Nir Pengas, vice president of research and development for Remedy Partners (creator of Remedy Systems), says the company was intrigued by the challenge to make its system accessible to the disabled. “The importance of making EHRs more accessible in the context of our product is to provide a more robust solution for our end users, some of whom are dealing with vision disabilities,” he says. “Our goal was to provide the best user experience possible for the vision impaired with as minimal of an impact on our development effort. We wanted to be able to provide this feature and have it easily available for those who need it without the need to switch between context and confuse the users who do not.”

The concept of adding nonobtrusive features proved successful. “For physicians who have low vision, for instance, voiceOver makes navigation and data consumption easy without making any changes to the product,” Pengas says. “Most EHRs are granular and detailed. The ability to know what is under your finger and figure out what the user can do and to have the data read out loud are both powerful features.”

Becoming Compliant
As practices move forward with EHR implementations, accessibility for the disabled will be a critical factor when it comes to not only usability but also privacy and security. “When the design, development, fabrication, and deployment of EHR systems are not mindful of the accessibility and usability needs of the largest number of users, interoperability across systems and the potential for user interfaces that create dependence on others, such as for users with vision disabilities, may ensue,” Correa-de-Araujo says. “Since interoperability is an essential factor to these standards, incorporating them in HIT, including EHR, is very important as are standards for security, privacy, confidentiality, transport, and exchange.”

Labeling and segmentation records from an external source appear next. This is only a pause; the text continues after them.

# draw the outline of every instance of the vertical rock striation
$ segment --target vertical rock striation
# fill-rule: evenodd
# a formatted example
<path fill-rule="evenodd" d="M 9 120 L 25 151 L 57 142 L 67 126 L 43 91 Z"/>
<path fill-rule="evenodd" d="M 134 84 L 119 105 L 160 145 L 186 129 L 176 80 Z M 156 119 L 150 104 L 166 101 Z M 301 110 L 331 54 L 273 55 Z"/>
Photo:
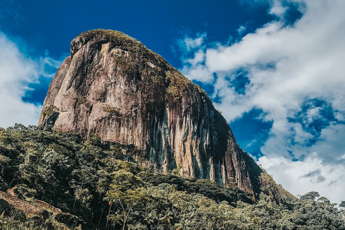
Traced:
<path fill-rule="evenodd" d="M 39 123 L 132 146 L 133 154 L 163 172 L 178 168 L 181 174 L 224 186 L 234 182 L 256 197 L 259 192 L 228 124 L 207 94 L 120 32 L 91 30 L 72 41 Z"/>

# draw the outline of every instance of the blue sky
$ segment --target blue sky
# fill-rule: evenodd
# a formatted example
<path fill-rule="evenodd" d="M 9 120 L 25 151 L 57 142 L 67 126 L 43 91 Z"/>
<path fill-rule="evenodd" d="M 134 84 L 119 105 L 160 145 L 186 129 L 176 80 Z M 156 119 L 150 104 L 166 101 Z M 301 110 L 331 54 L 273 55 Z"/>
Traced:
<path fill-rule="evenodd" d="M 37 123 L 74 37 L 117 30 L 201 86 L 278 183 L 345 200 L 343 0 L 69 2 L 2 2 L 0 127 Z"/>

 — Lindsey Getz is a freelance writer based in Royersford, Pennsylvania.


Guidelines to Consider
The following standards address the issue of making EHR systems accessible to the disabled:

• Web Content Accessibility Guidelines of the W3C Web Accessibility Initiative for website accessibility

• Section 508 standards were developed by the US Access Board through a process involving representatives from industry, government, the general public, the international community, and other areas. Federal agencies are required to follow section 508 standards to comply with the Rehabilitation Act. Furthermore, the 508 standards may be used by nonfederal entities to demonstrate a commitment to making technology accessible and usable for people with disabilities. These well-known guidelines and standards have been in use for more than a decade.

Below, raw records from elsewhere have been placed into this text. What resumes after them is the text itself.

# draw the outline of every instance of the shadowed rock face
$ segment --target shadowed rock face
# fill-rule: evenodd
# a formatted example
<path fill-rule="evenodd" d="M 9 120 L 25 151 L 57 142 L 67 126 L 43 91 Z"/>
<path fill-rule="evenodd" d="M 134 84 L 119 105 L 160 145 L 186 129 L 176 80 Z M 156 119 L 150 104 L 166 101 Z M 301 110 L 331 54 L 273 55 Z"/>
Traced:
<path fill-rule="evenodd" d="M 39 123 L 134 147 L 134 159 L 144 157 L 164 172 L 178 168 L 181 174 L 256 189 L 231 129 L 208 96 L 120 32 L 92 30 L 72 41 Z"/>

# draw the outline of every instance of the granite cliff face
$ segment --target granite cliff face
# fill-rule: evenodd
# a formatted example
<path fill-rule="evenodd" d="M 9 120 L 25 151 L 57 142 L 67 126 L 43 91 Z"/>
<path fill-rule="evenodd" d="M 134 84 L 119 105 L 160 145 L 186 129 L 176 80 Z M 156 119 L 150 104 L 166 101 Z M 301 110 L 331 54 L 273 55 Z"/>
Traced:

• Standards for telecommunications service providers and equipment in section 255 of the Communications Act. Rules found at 49 CFR Part 6, “Access to Telecommunications Service, Telecommunications Equipment and Customer Premises Equipment by Persons With Disabilities,” provide extensive requirements on how to design and develop for disability accessibility and usability. Similarly, rules found at 49 CFR Part 7, “Access to Voicemail and Interactive Menu Services and Equipment by People With Disabilities,” provide extensive operational requirements to ensure such interfaces work for people with disabilities.